Você se considera um estilista ou um designer? Ou as duas coisas? Uma formação complementa o outra? Qual a sua ligação com cada área?
Nakao – Não me atenho ao suporte – roupa ou mobiliário, instalação ou performance –, mas ao observador e as suas possíveis relações e percepções através destes meios. Como as percepções são múltiplas, um meio complementa o outro. Vestir uma casa é muito próximo de vestir uma pessoa, pois o que vestimos na realidade é a relação do usuário com o entorno. Minha ligação é como estabelecer novas relações e percepções deste entorno. Não estou restrito aos meios ou áreas.
Existe espaço para um trabalho autoral de moda como o seu no Brasil?
Nakao – Antes da Zoomp e durante minha permanência como diretor criativo da marca, já conduzia em paralelo alguns projetos autorais. Após 20 anos desta vida dupla, decidi, em 2002, me dar a oportunidade de trilhar apenas um caminho, experimentar as vantagens e o aprendizado propiciados pelo empreendedorismo. Os universos criativos dentro de uma empresa e em um universo autoral são containeres distintos, mas de igual tamanho e importância. Numa empresa aplicamos a criatividade dentro das potencialidades produtivas e de consumo do mercado. No universo autoral experimentamos as possibilidades pessoais desconhecidas e nos realizamos como indivíduo. São universos que se tangenciam, alimentam-se de suas vivências, mas são mundos à parte. Quando se tem uma marca própria estes containeres se aproximam numa fusão nuclear complicada. Aprendi muito e em 2004 decidi romper, rasgar. "A Costura do Invisível" é um rasgo com o formato, não com a moda. Após este desfile, abdiquei de minha marca própria – pelo menos por um tempo – para me dedicar à formação de uma consciência sobre moda e suas possibilidades. Estou no meio do processo e as coisas ainda não mudaram. Acredito ser mais importante, neste momento, fomentar as mudanças do que continuar fazendo o mesmo, dia após dia.
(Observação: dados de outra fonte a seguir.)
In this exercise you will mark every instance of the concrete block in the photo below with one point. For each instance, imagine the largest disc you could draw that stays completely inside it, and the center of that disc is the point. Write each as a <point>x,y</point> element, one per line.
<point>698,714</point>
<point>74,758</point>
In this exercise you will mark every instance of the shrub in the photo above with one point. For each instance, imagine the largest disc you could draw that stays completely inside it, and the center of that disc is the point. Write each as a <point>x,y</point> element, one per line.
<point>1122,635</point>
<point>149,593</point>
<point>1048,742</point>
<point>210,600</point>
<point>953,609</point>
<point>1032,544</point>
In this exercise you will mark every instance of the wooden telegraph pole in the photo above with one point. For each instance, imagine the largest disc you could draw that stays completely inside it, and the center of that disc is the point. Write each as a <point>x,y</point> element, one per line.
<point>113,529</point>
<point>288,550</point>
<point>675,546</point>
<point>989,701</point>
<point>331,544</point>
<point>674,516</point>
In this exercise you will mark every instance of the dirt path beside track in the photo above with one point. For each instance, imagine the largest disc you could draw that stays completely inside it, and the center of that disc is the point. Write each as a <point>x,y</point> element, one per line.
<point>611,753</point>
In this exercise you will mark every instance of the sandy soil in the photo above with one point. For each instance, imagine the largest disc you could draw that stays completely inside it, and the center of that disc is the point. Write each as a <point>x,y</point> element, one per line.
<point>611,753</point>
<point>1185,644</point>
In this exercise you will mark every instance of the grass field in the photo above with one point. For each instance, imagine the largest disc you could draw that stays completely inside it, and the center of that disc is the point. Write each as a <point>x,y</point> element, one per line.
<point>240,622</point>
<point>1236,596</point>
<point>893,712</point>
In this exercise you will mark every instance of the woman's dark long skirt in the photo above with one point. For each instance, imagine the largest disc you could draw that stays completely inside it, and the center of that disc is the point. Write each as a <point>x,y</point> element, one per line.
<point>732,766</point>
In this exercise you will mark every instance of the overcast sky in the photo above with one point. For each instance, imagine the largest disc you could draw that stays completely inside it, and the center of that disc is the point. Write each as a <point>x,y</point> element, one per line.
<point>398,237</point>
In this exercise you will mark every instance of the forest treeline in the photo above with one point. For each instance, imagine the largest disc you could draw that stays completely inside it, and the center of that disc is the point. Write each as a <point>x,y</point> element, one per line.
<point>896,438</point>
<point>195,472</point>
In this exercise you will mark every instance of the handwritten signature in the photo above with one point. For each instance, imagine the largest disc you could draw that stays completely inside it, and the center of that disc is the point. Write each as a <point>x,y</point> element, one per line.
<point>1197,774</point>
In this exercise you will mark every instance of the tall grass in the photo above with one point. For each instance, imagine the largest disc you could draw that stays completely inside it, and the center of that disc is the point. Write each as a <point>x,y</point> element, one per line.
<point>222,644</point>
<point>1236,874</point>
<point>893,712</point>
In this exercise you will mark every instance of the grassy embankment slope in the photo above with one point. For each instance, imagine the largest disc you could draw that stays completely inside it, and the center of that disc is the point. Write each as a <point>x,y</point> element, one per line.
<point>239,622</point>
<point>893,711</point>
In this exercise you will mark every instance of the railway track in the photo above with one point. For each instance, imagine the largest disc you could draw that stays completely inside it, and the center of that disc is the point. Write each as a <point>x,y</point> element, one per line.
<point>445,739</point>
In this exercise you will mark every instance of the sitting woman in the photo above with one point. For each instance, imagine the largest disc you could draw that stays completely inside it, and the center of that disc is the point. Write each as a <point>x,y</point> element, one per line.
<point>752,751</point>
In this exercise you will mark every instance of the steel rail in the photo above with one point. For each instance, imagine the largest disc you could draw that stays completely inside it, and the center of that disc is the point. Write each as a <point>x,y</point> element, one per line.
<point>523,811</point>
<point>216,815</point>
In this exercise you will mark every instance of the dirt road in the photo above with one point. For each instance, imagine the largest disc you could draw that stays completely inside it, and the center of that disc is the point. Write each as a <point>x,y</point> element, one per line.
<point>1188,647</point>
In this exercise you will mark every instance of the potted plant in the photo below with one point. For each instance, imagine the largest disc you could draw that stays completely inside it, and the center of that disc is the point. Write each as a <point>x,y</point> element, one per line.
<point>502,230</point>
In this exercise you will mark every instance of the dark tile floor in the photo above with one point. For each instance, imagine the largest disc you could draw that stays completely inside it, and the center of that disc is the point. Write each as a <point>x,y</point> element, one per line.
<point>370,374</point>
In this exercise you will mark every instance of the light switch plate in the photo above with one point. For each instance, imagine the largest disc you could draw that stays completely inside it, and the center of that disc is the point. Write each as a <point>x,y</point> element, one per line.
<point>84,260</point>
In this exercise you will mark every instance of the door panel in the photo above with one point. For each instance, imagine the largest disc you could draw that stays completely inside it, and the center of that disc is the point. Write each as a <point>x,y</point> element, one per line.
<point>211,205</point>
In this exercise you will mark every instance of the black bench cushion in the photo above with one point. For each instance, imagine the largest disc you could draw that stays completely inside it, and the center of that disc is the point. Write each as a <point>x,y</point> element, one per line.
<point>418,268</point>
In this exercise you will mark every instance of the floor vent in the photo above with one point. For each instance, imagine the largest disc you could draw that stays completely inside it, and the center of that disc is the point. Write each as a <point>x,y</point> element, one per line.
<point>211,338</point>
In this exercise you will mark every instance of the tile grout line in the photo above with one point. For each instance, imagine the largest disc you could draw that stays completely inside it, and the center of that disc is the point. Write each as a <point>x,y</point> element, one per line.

A que projetos você se dedica hoje?
Nakao – O mundo não precisa de mais roupas: precisa de pessoas melhores. Mas como transformar as pessoas? Acredito que o caminho seja a educação e a cultura. Em moda somos todos muito iletrados, alfabetizados apenas no sentido de sermos consumidores, mas totalmente sem capacidade de leitura e interpretação. Existe uma grande diferença entre alfabetizar e educar. Tenho me dedicado à esta educação, pois de que adianta poesia se a escrita não é compreendida? Continuo participando ativamente da moda como professor, palestrante, ministrando workshops, prestando consultoria a empresas de diversos setores e a convites de museus, fundações e instituições realizando exposições no Brasil e, principalmente, no Exterior.
Os brasileiros têm estilo na hora de vestir ou apenas consomem o que o mercado oferece?
Nakao – O brasileiro segue tendências pasteurizadas, crescemos importando valores. As vitrines das lojas de roupa nos shoppings são todas idênticas. Poderia até ser uma coisa só, sem a fachada da marca. O povão conhece a Gisele Bündchen e sabe o que é Dior, Gucci e Louis Vuitton. Agora tente perguntar para o mesmo povão para citar algum estilista brasileiro. Não vão saber. Tudo bem se a maioria da população os conhecesse e não tivesse poder aquisitivo para comprá-los, mas ao menos teriam uma referência de moda brasileira e aspirações, para sonhar em tê-la. Demos alguns passos, mas falta muito para dizer que construímos um caminho. E o importante é continuar caminhando.
Qual a importância da tecnologia no seu trabalho?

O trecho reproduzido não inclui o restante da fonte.